In its October 2013 term, the Supreme Court for the first time in 23 years will squarely consider the constitutionality of pretrial restraints on assets needed by a criminal defendant to pay counsel of choice. In Kaley v. United States,1 the court will decide whether the Fifth and Sixth amendments entitle a defendant whose assets are restrained post-indictment to a pretrial hearing on release of funds needed to pay attorney fees. When the court last considered this issue in 1989, a 5-4 majority in two related cases concluded that attorney fees were not exempt from pretrial restraint, but declined to reach the issue of what, if any, hearing might be appropriate under the Due Process clause.2 Since that time, however, the number of federal crimes for which forfeiture is available has increased vastly—far beyond narcotics trafficking and organized crime—to all manner of fraud-based offenses.3 So too has the government's aggressive use of pretrial asset restraints in white-collar cases.4 Thus, the issue has taken on broad significance.

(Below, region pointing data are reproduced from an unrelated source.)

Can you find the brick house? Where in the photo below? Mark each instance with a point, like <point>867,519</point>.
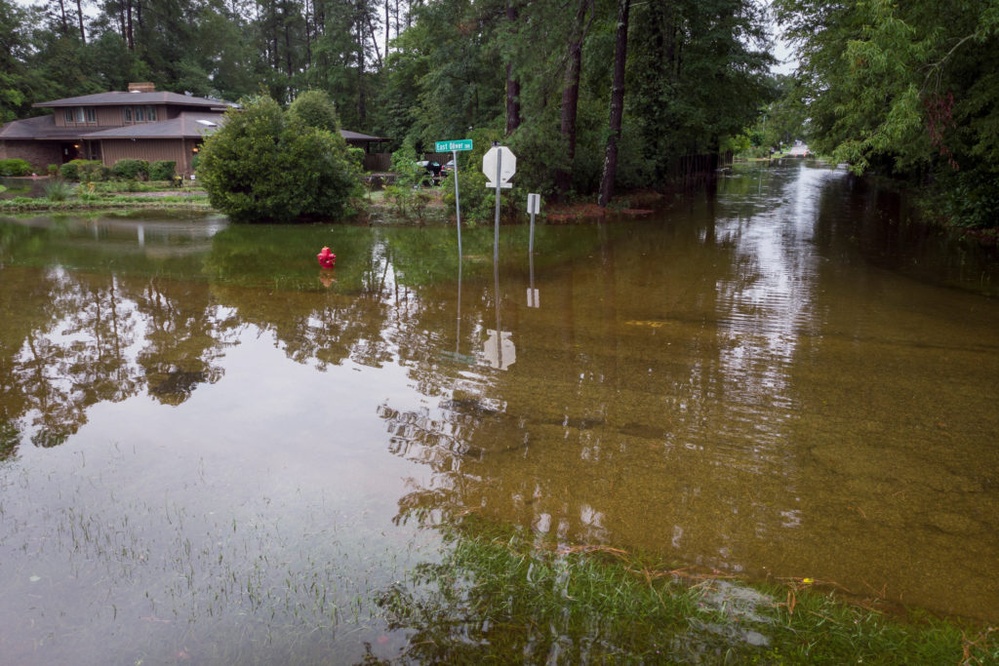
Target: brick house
<point>140,124</point>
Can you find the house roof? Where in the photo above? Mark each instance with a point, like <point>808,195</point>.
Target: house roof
<point>188,125</point>
<point>358,136</point>
<point>119,98</point>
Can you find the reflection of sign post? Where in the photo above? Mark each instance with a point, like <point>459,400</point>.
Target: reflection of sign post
<point>533,207</point>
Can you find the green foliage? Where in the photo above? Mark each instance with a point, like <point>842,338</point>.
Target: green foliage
<point>905,89</point>
<point>162,170</point>
<point>498,596</point>
<point>315,109</point>
<point>83,171</point>
<point>265,164</point>
<point>58,190</point>
<point>14,167</point>
<point>130,170</point>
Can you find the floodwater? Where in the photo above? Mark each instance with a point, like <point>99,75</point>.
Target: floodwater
<point>213,450</point>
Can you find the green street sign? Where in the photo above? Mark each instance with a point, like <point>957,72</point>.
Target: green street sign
<point>454,145</point>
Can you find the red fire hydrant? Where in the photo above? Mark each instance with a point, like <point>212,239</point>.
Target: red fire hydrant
<point>326,258</point>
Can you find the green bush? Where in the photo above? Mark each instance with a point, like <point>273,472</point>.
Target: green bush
<point>264,164</point>
<point>130,170</point>
<point>84,171</point>
<point>58,190</point>
<point>162,170</point>
<point>14,167</point>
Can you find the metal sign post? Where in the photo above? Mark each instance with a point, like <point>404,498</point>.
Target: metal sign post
<point>455,146</point>
<point>499,163</point>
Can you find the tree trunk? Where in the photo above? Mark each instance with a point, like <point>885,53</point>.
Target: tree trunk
<point>79,18</point>
<point>617,104</point>
<point>570,97</point>
<point>512,84</point>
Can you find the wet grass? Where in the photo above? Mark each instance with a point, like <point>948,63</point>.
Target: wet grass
<point>61,196</point>
<point>501,599</point>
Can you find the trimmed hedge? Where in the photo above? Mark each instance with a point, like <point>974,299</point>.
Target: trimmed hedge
<point>162,170</point>
<point>83,171</point>
<point>130,170</point>
<point>14,167</point>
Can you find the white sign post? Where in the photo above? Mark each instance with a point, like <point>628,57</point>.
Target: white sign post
<point>499,163</point>
<point>533,207</point>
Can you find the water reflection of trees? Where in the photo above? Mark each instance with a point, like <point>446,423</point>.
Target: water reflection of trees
<point>85,345</point>
<point>75,338</point>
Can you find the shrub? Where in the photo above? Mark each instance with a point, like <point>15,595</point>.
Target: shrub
<point>131,170</point>
<point>82,170</point>
<point>58,190</point>
<point>162,170</point>
<point>14,167</point>
<point>264,164</point>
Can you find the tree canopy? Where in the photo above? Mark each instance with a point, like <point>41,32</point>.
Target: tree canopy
<point>536,74</point>
<point>909,89</point>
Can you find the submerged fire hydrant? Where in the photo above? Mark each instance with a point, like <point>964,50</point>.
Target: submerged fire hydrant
<point>326,258</point>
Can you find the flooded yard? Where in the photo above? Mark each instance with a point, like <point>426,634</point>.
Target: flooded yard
<point>213,450</point>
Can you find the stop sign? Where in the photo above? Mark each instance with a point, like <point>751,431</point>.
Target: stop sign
<point>502,160</point>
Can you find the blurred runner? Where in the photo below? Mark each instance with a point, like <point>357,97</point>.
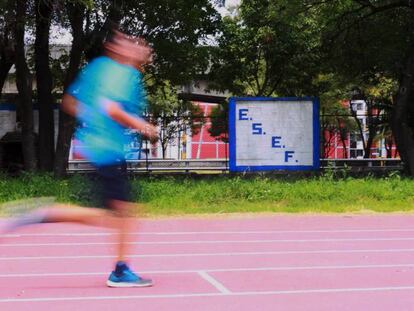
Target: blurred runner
<point>107,98</point>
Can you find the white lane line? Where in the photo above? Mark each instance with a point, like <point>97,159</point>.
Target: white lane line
<point>85,234</point>
<point>280,268</point>
<point>334,251</point>
<point>220,287</point>
<point>232,294</point>
<point>210,242</point>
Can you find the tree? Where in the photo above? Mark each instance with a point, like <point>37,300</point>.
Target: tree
<point>265,51</point>
<point>24,86</point>
<point>362,39</point>
<point>43,11</point>
<point>7,52</point>
<point>172,115</point>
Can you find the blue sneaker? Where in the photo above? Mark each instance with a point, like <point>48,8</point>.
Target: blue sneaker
<point>127,278</point>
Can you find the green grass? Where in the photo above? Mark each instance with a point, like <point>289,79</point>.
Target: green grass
<point>215,195</point>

The lower courts have now struggled with this complicated question for two decades, leaving the case law in this area rife with split decisions, reversals, and en banc hearings.5 Courts have grappled with, on one hand, the government's interest in separating criminals from their ill-gotten gains and avoiding the expense and strategic disadvantage of pretrial "mini-trials." On the other hand, they must weigh the criminal defendant's constitutional right to counsel of choice. Courts have also dealt with broader systemic issues, balancing the risk that a pretrial hearing will undermine the independence of the grand jury against the risk that denying such a hearing will deter attorneys from taking on criminal matters and will undermine the adversarial criminal justice system. The Kaley decision on pretrial forfeiture will likely constitute an important point in the evolution of the Fifth and Sixth Amendment rights of all criminal defendants.